Die hier durch verschiedene Projekte zusammengetragenen Daten bieten nicht nur den Familienforschern, sondern auch den Wissenschaftlern verschiedenste Auswertungsmöglichkeiten, wie z. B. im Bereich Lebenserwartungen und Reproduktionsraten. Die „alte“ Ahnenforschung legte den Fokus nicht auf Patenschaften, Nachbarschaften sowie gesellschaftsübergreifende Entwicklungen in der Berufswelt und anderen gesellschaftlichen Bereichen. Stattdessen liegt der Schwerpunkt auf ausgewählten Familien und ausgewählten Bindungen. Die sehr populäre „Mitmach-Computergenealogie“ hat nicht die schwierigen Verknüpfungsprobleme im Auge, um gesellschaftliche Entwicklungen nachzuvollziehen zu können. Ihr Ziel ist es, dem einzelnen Forscher Zugang zu Daten zu ermöglichen. Ein Beispiel dafür ist die über 8,5 Millionen Datensätze umfassende Datenbank zu den Verlustlisten des 1. Weltkriegs. Diese Daten warten noch auf die wissenschaftliche Auswertung.

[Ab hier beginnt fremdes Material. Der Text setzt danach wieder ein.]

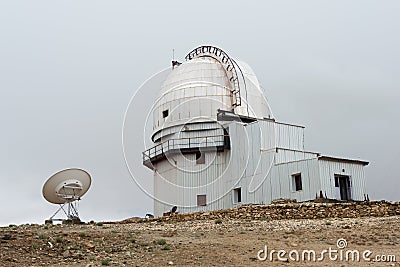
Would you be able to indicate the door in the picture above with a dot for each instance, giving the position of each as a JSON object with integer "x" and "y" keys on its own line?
{"x": 342, "y": 184}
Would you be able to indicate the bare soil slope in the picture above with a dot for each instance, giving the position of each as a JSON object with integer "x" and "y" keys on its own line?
{"x": 230, "y": 242}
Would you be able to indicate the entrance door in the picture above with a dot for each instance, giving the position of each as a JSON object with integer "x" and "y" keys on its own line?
{"x": 342, "y": 184}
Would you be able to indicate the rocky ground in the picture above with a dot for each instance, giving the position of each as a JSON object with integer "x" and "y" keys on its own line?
{"x": 233, "y": 242}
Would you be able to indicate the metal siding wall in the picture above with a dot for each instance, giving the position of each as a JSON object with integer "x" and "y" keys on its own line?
{"x": 328, "y": 169}
{"x": 284, "y": 156}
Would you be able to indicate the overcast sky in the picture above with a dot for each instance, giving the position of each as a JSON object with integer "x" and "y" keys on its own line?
{"x": 68, "y": 70}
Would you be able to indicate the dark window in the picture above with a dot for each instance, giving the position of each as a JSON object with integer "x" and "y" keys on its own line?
{"x": 200, "y": 158}
{"x": 165, "y": 113}
{"x": 237, "y": 195}
{"x": 297, "y": 184}
{"x": 201, "y": 200}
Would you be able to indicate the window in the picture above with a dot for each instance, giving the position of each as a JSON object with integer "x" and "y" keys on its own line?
{"x": 296, "y": 181}
{"x": 237, "y": 195}
{"x": 165, "y": 113}
{"x": 200, "y": 158}
{"x": 201, "y": 200}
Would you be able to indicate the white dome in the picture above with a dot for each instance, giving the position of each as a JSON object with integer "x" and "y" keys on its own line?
{"x": 254, "y": 103}
{"x": 196, "y": 89}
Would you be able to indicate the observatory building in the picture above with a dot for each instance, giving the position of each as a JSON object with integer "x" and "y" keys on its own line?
{"x": 218, "y": 145}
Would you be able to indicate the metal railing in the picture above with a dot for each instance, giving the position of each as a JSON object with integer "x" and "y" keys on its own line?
{"x": 185, "y": 143}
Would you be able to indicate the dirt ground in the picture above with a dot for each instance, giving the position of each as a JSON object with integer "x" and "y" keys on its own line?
{"x": 200, "y": 243}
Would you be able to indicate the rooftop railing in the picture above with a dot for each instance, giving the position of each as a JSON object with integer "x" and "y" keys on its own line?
{"x": 185, "y": 144}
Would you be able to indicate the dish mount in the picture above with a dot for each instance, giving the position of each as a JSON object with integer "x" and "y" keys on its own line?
{"x": 66, "y": 188}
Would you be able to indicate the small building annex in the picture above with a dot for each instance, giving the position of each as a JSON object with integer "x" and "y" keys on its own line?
{"x": 217, "y": 144}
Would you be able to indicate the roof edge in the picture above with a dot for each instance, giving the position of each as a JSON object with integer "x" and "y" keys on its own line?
{"x": 337, "y": 159}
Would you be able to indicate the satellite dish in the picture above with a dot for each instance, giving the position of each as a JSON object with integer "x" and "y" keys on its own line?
{"x": 65, "y": 188}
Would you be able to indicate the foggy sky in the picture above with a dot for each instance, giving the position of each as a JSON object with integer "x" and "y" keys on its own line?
{"x": 68, "y": 70}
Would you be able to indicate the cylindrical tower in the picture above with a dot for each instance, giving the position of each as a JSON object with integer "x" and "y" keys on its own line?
{"x": 196, "y": 102}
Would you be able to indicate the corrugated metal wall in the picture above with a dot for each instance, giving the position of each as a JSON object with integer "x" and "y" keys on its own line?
{"x": 328, "y": 169}
{"x": 253, "y": 163}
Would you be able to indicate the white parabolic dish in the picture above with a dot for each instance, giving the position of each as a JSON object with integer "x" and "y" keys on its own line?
{"x": 66, "y": 186}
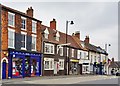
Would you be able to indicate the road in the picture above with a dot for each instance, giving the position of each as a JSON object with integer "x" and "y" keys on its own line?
{"x": 87, "y": 79}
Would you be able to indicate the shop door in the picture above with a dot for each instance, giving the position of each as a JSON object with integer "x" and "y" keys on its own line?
{"x": 17, "y": 67}
{"x": 35, "y": 62}
{"x": 27, "y": 67}
{"x": 4, "y": 70}
{"x": 55, "y": 67}
{"x": 80, "y": 68}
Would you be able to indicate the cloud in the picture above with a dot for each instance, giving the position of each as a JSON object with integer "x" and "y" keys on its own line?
{"x": 98, "y": 19}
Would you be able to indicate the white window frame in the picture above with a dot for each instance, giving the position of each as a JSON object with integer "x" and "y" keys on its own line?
{"x": 25, "y": 23}
{"x": 24, "y": 33}
{"x": 34, "y": 31}
{"x": 57, "y": 38}
{"x": 61, "y": 51}
{"x": 51, "y": 65}
{"x": 13, "y": 38}
{"x": 46, "y": 33}
{"x": 72, "y": 52}
{"x": 48, "y": 44}
{"x": 67, "y": 51}
{"x": 61, "y": 67}
{"x": 9, "y": 13}
{"x": 35, "y": 41}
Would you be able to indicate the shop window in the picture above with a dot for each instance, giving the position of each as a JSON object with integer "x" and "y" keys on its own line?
{"x": 11, "y": 38}
{"x": 61, "y": 64}
{"x": 23, "y": 40}
{"x": 33, "y": 42}
{"x": 57, "y": 36}
{"x": 61, "y": 51}
{"x": 46, "y": 33}
{"x": 67, "y": 52}
{"x": 34, "y": 26}
{"x": 11, "y": 19}
{"x": 49, "y": 48}
{"x": 48, "y": 64}
{"x": 17, "y": 67}
{"x": 85, "y": 69}
{"x": 72, "y": 52}
{"x": 23, "y": 23}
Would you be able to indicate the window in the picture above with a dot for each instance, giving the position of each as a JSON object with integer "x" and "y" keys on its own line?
{"x": 11, "y": 38}
{"x": 34, "y": 26}
{"x": 91, "y": 59}
{"x": 11, "y": 19}
{"x": 57, "y": 36}
{"x": 46, "y": 33}
{"x": 49, "y": 48}
{"x": 72, "y": 52}
{"x": 61, "y": 51}
{"x": 67, "y": 52}
{"x": 23, "y": 23}
{"x": 48, "y": 63}
{"x": 33, "y": 42}
{"x": 61, "y": 64}
{"x": 80, "y": 55}
{"x": 95, "y": 59}
{"x": 23, "y": 40}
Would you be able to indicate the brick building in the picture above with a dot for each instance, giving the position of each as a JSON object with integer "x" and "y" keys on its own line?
{"x": 30, "y": 48}
{"x": 21, "y": 43}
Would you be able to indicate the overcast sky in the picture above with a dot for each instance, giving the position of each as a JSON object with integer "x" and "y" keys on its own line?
{"x": 99, "y": 20}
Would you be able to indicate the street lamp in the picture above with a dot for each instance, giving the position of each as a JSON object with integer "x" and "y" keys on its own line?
{"x": 67, "y": 59}
{"x": 106, "y": 49}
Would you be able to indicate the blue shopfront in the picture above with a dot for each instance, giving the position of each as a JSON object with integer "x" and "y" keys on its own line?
{"x": 24, "y": 64}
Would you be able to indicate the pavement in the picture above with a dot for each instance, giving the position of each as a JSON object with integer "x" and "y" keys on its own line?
{"x": 68, "y": 79}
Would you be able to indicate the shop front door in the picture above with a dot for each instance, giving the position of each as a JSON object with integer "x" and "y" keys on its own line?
{"x": 35, "y": 66}
{"x": 4, "y": 70}
{"x": 55, "y": 67}
{"x": 27, "y": 67}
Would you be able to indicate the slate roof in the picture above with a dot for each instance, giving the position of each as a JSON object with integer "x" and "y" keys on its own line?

Erfassungsmaske zum DES-Projekt „Kartei Leipziger Familien“

Im dritten Teil des Vortrags wurde das Crowdsourcing-Projekt des Vereins für Computergenealogie in Kooperation mit dem Sächsischen Staatsarchiv zum Bestand 21959 „Kartei Leipziger Familien“ vorgestellt. Bei diesem anspruchsvollen Projekt ging es um die Verknüpfung von auf 20.000 Karteikarten vermerkten Daten und Informationen zu Leipziger Familien im Zeitraum 16. – 19. Jh. Helga Moritz (1926–2003), eine langjährige Mitarbeiterin der Deutschen Zentralstelle für Genealogie in Leipzig, hatte seit den 1950er Jahren die Tauf- und Traubücher der Leipziger Kirchgemeinden familienweise verkartet und diese Daten den Eintragungen der Ratsleichen- und Bürgerbücher zugeordnet. Im Ergebnis entstand die Kartei, die jetzt zum Kern eines Crowdsourcing-Projekts avancierte.

Nach der Digitalisierung der Kartei durch den Verein stellte dieser die Digitalisate auf seiner Website online, im Folgenden wurden die darauf erfassten Daten durch interessierte Freiwillige in einer vorgegebenen Maske indiziert. Dabei mussten die Personen einer vorgegebenen Rolle zugeordnet (Familienoberhaupt, Ehefrau, Kind, Drittperson) und die entsprechenden personenbezogenen Daten eingetragen werden. Diese Daten werden in eine Graphdatenbank, gedbas4all, überführt und sollen mit anderen Datenbanken, z. B. aus dem Projekt „Altes Leipzig“, abgeglichen und verknüpft werden.

Die nun online recherchierbaren Daten des gerade beendeten Projekts sind bei weitem nicht nur für die Familienforschung von Interesse, sondern wurden z. B. bereits in einer sozialgeschichtlichen Seminararbeit zum Heiratsverhalten von Berufsgruppen in Leipzig ausgewertet.

Fazit: Es stehen im genealogischen Bereich sehr viele Daten zur Verfügung, die ein hohes Analysepotential bergen. Von Prof. Dr. Fertig so zusammengefasst: „Das ist nichts, was nur ein paar Genealogen freut, sondern die Sozialgeschichte wartet auf sowas!“. Die anschließende Frage von Frau Richter-Laugwitz, ob vom Verein für Computergenealogie gewünscht ist, dass die Archive in Eigeninitiative an diesen mit Projektvorschlägen herantreten, wurde eindeutig bejaht. Besonders interessant sind hierbei komplexere Bestände mit Personenbezug.

Vielleicht kommen Bestände Ihres Archivs infrage? Dann nutzen Sie die Chance, die die Zusammenarbeit mit dem Verein Ihnen bietet.